Arlington, VA - On September 17, 2010, the Bill of Rights Institute will celebrate Constitution Day with new educational materials for teachers across the country.
The Bill of Rights Institute’s newest resource , Life Without the Bill of Rights? is a click and explore activity that puts your students in control, asking them to consider how life would change without some of our most cherished freedoms. Life Without the Bill of Rights? invites your students to understand the significance of their constitutionally-protected rights including freedom of religion, speech, and press; freedom from unreasonable search and seizure; and the rights of private property.
Other free resources include an Interactive Module that allows students to “travel through time” to converse with the Founders and report on the Constitutional Convention. Students will also match quotes to Founders who said them, and complete a constitutional crossword puzzle. 
Available for download is a 12-page Celebrate the Constitution: Why Do We Have a Constitution? activity booklet. The free booklet features interactive games and content that informs readers about constitutional principles such as freedom of speech, federalism, how a bill becomes a law, and the history behind the Constitution and Constitutional Convention.

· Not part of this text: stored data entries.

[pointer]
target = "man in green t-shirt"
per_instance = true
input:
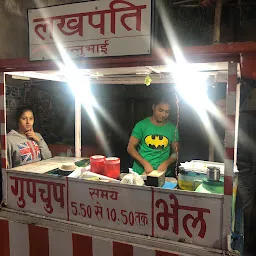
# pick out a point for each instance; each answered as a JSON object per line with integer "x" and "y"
{"x": 154, "y": 141}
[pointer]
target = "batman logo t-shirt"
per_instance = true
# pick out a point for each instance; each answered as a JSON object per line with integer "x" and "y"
{"x": 155, "y": 142}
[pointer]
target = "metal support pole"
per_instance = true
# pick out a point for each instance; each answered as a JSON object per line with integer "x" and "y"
{"x": 231, "y": 137}
{"x": 3, "y": 137}
{"x": 78, "y": 136}
{"x": 217, "y": 22}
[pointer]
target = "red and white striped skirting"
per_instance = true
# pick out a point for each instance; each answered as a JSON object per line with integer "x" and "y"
{"x": 17, "y": 239}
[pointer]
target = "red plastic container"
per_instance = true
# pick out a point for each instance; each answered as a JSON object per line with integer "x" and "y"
{"x": 112, "y": 167}
{"x": 97, "y": 164}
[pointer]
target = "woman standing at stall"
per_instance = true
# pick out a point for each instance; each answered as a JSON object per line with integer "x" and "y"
{"x": 25, "y": 146}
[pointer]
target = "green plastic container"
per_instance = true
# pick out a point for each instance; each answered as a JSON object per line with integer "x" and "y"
{"x": 211, "y": 187}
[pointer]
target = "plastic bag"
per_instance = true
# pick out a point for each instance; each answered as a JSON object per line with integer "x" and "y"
{"x": 133, "y": 178}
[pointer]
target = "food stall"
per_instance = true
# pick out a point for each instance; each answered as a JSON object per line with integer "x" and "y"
{"x": 46, "y": 214}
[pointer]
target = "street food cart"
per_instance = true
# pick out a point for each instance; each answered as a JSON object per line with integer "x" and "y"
{"x": 44, "y": 214}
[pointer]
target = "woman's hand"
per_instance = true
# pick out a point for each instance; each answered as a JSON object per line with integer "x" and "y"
{"x": 31, "y": 135}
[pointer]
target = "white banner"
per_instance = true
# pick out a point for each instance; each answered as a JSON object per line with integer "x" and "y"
{"x": 170, "y": 214}
{"x": 90, "y": 29}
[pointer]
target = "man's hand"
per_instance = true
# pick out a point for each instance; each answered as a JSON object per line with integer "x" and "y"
{"x": 148, "y": 167}
{"x": 162, "y": 167}
{"x": 31, "y": 135}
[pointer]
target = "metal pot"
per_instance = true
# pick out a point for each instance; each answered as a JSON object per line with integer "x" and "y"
{"x": 213, "y": 173}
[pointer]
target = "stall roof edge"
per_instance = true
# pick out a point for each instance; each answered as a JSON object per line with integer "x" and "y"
{"x": 197, "y": 54}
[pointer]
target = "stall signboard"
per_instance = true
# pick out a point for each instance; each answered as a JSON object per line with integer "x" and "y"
{"x": 90, "y": 29}
{"x": 170, "y": 214}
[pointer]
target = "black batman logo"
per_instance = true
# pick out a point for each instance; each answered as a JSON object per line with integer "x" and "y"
{"x": 156, "y": 141}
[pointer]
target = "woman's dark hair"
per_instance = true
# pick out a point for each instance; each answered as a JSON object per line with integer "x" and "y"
{"x": 20, "y": 111}
{"x": 162, "y": 99}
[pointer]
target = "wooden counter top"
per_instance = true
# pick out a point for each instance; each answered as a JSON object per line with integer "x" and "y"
{"x": 46, "y": 165}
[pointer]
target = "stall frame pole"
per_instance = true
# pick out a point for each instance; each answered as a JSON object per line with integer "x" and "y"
{"x": 3, "y": 137}
{"x": 231, "y": 136}
{"x": 78, "y": 136}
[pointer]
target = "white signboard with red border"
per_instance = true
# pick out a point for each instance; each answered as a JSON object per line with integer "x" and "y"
{"x": 90, "y": 29}
{"x": 170, "y": 214}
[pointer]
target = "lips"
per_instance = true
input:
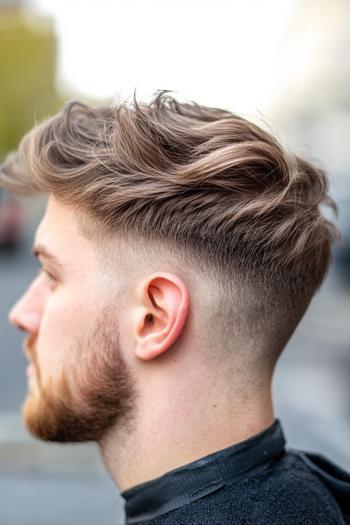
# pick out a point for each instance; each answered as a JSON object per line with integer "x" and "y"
{"x": 31, "y": 370}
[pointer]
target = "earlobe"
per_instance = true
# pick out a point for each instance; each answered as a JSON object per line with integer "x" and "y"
{"x": 162, "y": 316}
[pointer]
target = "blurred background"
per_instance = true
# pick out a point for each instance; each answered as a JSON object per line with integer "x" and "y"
{"x": 283, "y": 64}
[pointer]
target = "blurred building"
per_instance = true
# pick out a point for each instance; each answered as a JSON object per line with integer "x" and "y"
{"x": 27, "y": 68}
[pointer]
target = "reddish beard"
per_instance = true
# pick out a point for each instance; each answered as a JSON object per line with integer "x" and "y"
{"x": 94, "y": 392}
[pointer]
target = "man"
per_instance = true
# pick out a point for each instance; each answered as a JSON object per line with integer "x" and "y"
{"x": 180, "y": 248}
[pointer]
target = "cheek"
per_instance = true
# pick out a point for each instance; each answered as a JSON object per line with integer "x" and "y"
{"x": 66, "y": 319}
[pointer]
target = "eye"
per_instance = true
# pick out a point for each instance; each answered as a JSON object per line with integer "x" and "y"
{"x": 51, "y": 279}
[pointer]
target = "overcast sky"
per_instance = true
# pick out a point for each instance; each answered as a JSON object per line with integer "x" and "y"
{"x": 221, "y": 52}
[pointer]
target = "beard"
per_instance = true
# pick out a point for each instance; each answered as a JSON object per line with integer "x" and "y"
{"x": 94, "y": 392}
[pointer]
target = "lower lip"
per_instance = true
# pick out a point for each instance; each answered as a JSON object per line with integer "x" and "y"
{"x": 31, "y": 370}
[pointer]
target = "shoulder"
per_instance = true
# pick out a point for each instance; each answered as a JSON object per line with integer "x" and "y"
{"x": 287, "y": 492}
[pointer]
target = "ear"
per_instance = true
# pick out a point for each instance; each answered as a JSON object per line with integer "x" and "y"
{"x": 163, "y": 304}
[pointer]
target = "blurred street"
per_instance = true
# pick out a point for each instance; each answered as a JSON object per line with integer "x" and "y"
{"x": 311, "y": 393}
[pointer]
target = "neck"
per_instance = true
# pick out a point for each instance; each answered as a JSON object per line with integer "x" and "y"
{"x": 167, "y": 435}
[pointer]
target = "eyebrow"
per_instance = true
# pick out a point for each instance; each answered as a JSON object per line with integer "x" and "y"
{"x": 40, "y": 250}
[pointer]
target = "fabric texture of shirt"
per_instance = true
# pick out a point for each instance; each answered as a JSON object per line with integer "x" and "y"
{"x": 256, "y": 482}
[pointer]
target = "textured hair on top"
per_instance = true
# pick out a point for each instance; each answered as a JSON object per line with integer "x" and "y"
{"x": 205, "y": 182}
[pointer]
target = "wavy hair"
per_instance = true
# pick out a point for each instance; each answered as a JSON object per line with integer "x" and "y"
{"x": 205, "y": 182}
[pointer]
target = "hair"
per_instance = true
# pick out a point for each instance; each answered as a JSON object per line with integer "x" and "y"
{"x": 210, "y": 186}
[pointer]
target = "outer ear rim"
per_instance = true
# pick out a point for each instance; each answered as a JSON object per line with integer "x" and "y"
{"x": 176, "y": 327}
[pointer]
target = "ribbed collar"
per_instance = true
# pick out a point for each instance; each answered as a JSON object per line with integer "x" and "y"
{"x": 190, "y": 482}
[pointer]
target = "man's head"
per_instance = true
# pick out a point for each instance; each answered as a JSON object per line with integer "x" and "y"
{"x": 153, "y": 207}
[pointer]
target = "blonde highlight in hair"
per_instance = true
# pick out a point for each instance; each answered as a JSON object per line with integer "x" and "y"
{"x": 203, "y": 181}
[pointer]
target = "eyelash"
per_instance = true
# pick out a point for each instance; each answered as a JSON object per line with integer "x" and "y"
{"x": 48, "y": 275}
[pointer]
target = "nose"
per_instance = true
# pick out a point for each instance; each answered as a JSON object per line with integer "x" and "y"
{"x": 25, "y": 314}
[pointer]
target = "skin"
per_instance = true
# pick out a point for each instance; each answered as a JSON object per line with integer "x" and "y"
{"x": 133, "y": 339}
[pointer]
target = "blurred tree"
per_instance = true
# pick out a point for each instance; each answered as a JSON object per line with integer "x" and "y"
{"x": 27, "y": 72}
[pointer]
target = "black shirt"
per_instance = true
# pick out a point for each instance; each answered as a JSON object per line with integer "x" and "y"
{"x": 255, "y": 482}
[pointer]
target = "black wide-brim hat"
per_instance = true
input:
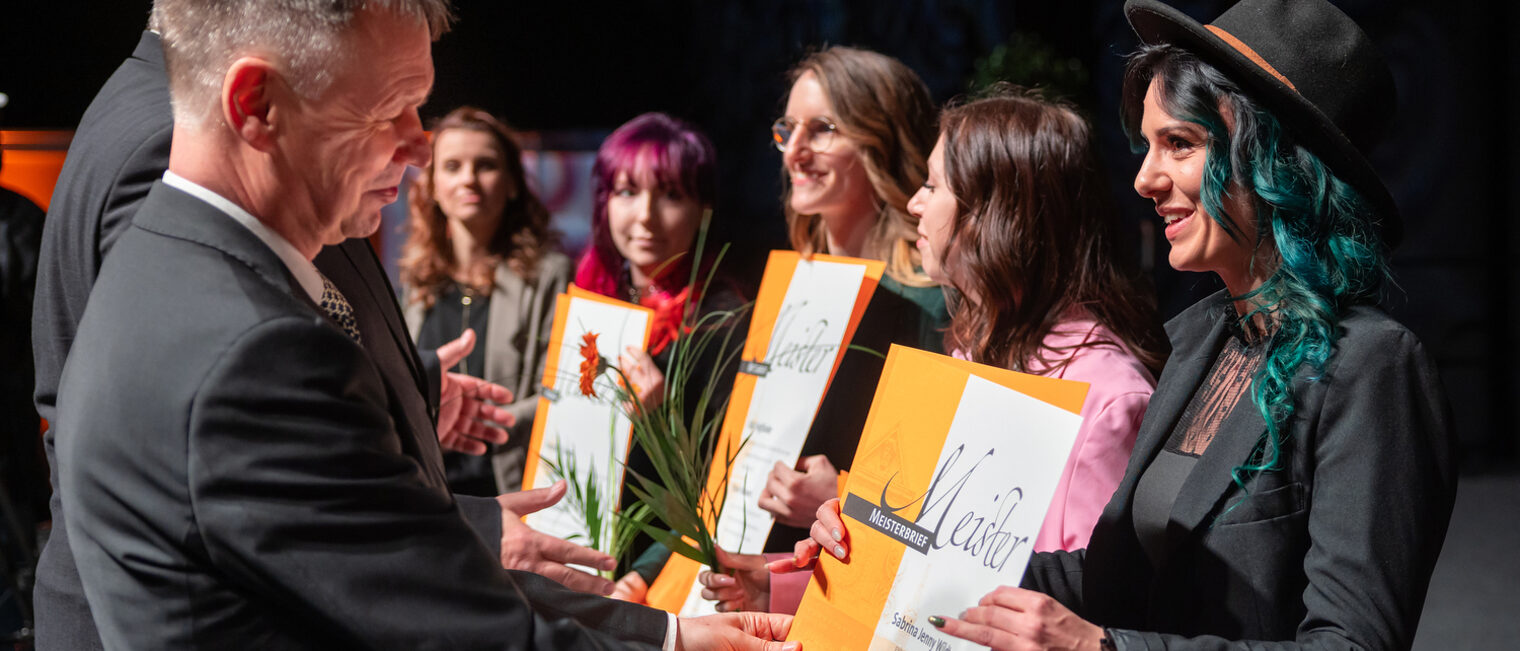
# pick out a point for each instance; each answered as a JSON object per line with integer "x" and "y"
{"x": 1307, "y": 63}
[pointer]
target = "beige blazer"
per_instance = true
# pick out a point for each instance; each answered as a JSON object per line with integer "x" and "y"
{"x": 516, "y": 341}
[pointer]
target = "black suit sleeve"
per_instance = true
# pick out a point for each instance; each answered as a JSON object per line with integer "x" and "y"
{"x": 1060, "y": 575}
{"x": 1383, "y": 485}
{"x": 433, "y": 371}
{"x": 303, "y": 496}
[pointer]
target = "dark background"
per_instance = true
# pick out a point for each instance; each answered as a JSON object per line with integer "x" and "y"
{"x": 567, "y": 67}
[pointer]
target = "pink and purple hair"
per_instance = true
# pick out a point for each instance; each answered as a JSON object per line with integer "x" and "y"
{"x": 655, "y": 146}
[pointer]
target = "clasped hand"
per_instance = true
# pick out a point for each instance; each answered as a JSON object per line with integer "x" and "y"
{"x": 1008, "y": 618}
{"x": 792, "y": 496}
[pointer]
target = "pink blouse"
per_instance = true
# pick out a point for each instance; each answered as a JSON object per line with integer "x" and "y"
{"x": 1116, "y": 400}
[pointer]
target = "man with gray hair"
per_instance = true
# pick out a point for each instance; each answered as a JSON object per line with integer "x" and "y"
{"x": 230, "y": 473}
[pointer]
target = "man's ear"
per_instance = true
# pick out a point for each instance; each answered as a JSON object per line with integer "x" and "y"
{"x": 248, "y": 96}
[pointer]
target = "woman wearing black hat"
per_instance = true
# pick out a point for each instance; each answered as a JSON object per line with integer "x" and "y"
{"x": 1292, "y": 479}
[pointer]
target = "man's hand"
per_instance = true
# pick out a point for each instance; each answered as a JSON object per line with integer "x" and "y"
{"x": 465, "y": 417}
{"x": 748, "y": 631}
{"x": 748, "y": 587}
{"x": 526, "y": 549}
{"x": 792, "y": 496}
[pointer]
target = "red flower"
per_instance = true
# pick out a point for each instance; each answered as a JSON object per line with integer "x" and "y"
{"x": 590, "y": 364}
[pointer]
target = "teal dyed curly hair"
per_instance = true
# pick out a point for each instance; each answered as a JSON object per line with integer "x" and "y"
{"x": 1329, "y": 251}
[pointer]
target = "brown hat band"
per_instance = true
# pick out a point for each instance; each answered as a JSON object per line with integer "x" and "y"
{"x": 1250, "y": 53}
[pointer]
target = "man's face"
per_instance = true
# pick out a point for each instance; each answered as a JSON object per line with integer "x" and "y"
{"x": 342, "y": 157}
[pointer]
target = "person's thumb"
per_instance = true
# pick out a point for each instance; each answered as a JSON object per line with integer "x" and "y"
{"x": 531, "y": 501}
{"x": 771, "y": 627}
{"x": 818, "y": 464}
{"x": 452, "y": 353}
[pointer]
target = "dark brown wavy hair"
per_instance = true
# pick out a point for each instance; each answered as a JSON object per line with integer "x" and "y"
{"x": 1034, "y": 238}
{"x": 522, "y": 236}
{"x": 885, "y": 108}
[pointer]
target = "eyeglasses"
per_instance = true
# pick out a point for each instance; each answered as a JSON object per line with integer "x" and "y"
{"x": 817, "y": 133}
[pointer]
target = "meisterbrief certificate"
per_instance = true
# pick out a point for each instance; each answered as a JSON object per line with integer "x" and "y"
{"x": 956, "y": 467}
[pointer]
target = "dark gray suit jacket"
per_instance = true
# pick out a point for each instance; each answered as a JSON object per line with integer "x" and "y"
{"x": 120, "y": 148}
{"x": 231, "y": 473}
{"x": 1333, "y": 551}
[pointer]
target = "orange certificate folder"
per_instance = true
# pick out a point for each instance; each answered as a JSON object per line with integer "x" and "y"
{"x": 804, "y": 317}
{"x": 955, "y": 470}
{"x": 592, "y": 429}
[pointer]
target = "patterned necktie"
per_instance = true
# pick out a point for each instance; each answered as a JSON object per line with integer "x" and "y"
{"x": 338, "y": 308}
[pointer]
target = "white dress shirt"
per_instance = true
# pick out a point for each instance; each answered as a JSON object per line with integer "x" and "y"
{"x": 306, "y": 274}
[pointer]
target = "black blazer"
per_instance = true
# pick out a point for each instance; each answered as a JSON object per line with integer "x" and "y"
{"x": 233, "y": 476}
{"x": 119, "y": 151}
{"x": 1333, "y": 551}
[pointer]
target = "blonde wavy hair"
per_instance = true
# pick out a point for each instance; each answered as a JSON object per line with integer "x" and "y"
{"x": 885, "y": 110}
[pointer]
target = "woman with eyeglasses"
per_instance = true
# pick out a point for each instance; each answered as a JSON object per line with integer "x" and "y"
{"x": 855, "y": 139}
{"x": 1294, "y": 473}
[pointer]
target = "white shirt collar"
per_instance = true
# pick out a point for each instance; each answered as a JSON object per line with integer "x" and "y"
{"x": 300, "y": 266}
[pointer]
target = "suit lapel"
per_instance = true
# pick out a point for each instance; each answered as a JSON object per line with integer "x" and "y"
{"x": 1195, "y": 339}
{"x": 379, "y": 289}
{"x": 505, "y": 317}
{"x": 151, "y": 50}
{"x": 183, "y": 216}
{"x": 354, "y": 271}
{"x": 1212, "y": 476}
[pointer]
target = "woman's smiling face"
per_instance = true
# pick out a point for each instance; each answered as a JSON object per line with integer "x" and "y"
{"x": 827, "y": 183}
{"x": 1172, "y": 175}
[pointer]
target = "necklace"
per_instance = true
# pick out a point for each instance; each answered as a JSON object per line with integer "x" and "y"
{"x": 465, "y": 300}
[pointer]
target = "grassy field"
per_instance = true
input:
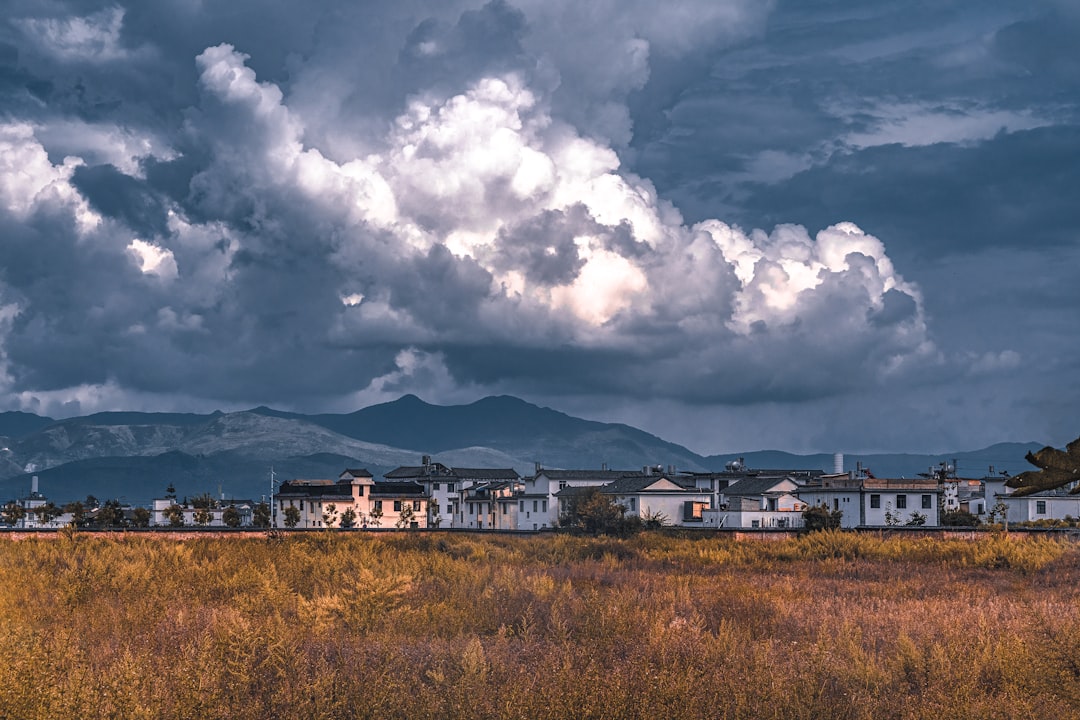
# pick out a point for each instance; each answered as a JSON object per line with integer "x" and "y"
{"x": 418, "y": 625}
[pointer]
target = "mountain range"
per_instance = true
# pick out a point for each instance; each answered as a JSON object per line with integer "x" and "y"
{"x": 135, "y": 456}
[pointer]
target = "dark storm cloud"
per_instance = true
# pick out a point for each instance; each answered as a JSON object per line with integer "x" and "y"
{"x": 326, "y": 204}
{"x": 118, "y": 195}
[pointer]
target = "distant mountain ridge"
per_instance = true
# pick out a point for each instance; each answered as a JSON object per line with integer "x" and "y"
{"x": 136, "y": 454}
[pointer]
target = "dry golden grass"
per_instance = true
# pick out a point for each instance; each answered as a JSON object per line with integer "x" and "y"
{"x": 408, "y": 625}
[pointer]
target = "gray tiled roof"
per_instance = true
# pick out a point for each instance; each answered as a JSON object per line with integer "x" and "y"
{"x": 753, "y": 486}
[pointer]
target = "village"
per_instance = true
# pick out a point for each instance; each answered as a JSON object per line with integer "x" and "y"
{"x": 433, "y": 496}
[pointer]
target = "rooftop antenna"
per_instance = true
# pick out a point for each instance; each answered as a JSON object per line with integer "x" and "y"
{"x": 273, "y": 505}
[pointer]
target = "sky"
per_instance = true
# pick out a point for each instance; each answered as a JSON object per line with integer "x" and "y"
{"x": 809, "y": 226}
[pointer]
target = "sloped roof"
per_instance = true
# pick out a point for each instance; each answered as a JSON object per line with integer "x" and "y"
{"x": 757, "y": 486}
{"x": 632, "y": 485}
{"x": 397, "y": 489}
{"x": 588, "y": 474}
{"x": 434, "y": 470}
{"x": 486, "y": 473}
{"x": 313, "y": 489}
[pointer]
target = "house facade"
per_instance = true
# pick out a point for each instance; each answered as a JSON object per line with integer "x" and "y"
{"x": 659, "y": 499}
{"x": 758, "y": 502}
{"x": 866, "y": 501}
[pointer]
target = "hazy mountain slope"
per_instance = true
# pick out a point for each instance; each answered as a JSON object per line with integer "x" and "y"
{"x": 14, "y": 424}
{"x": 1008, "y": 457}
{"x": 135, "y": 456}
{"x": 511, "y": 425}
{"x": 139, "y": 479}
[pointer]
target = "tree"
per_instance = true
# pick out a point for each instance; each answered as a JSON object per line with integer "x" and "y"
{"x": 594, "y": 513}
{"x": 329, "y": 515}
{"x": 140, "y": 517}
{"x": 78, "y": 513}
{"x": 260, "y": 517}
{"x": 434, "y": 517}
{"x": 917, "y": 519}
{"x": 231, "y": 516}
{"x": 46, "y": 513}
{"x": 406, "y": 516}
{"x": 202, "y": 516}
{"x": 820, "y": 517}
{"x": 959, "y": 518}
{"x": 110, "y": 515}
{"x": 174, "y": 514}
{"x": 655, "y": 519}
{"x": 1056, "y": 470}
{"x": 12, "y": 513}
{"x": 205, "y": 501}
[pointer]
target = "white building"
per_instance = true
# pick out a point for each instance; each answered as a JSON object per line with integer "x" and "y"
{"x": 758, "y": 502}
{"x": 874, "y": 502}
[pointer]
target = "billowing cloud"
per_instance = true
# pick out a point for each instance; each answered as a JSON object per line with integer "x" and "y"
{"x": 334, "y": 205}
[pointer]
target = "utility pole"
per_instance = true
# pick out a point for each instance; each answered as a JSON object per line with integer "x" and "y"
{"x": 273, "y": 505}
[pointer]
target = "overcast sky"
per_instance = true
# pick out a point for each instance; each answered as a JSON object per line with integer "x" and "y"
{"x": 810, "y": 226}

“We are truly grateful to our supporters and the teachers we have worked with for helping us reconnect young Americans to our Founding principles,” said Dr. Jason Ross, Bill of Rights Institute Vice President of Education Programs.
All materials and more FREE resources can be found at .
Use #ConDay to follow the conversation about Constitution Day on Twitter.



The Bill of Rights Institute, founded in 1999, is a nonprofit educational organization. The mission of the Bill of Rights Institute is to educate young people about the words and ideas of America's Founders, the liberties guaranteed in our Founding documents, and how our Founding principles continue to affect and shape a free society.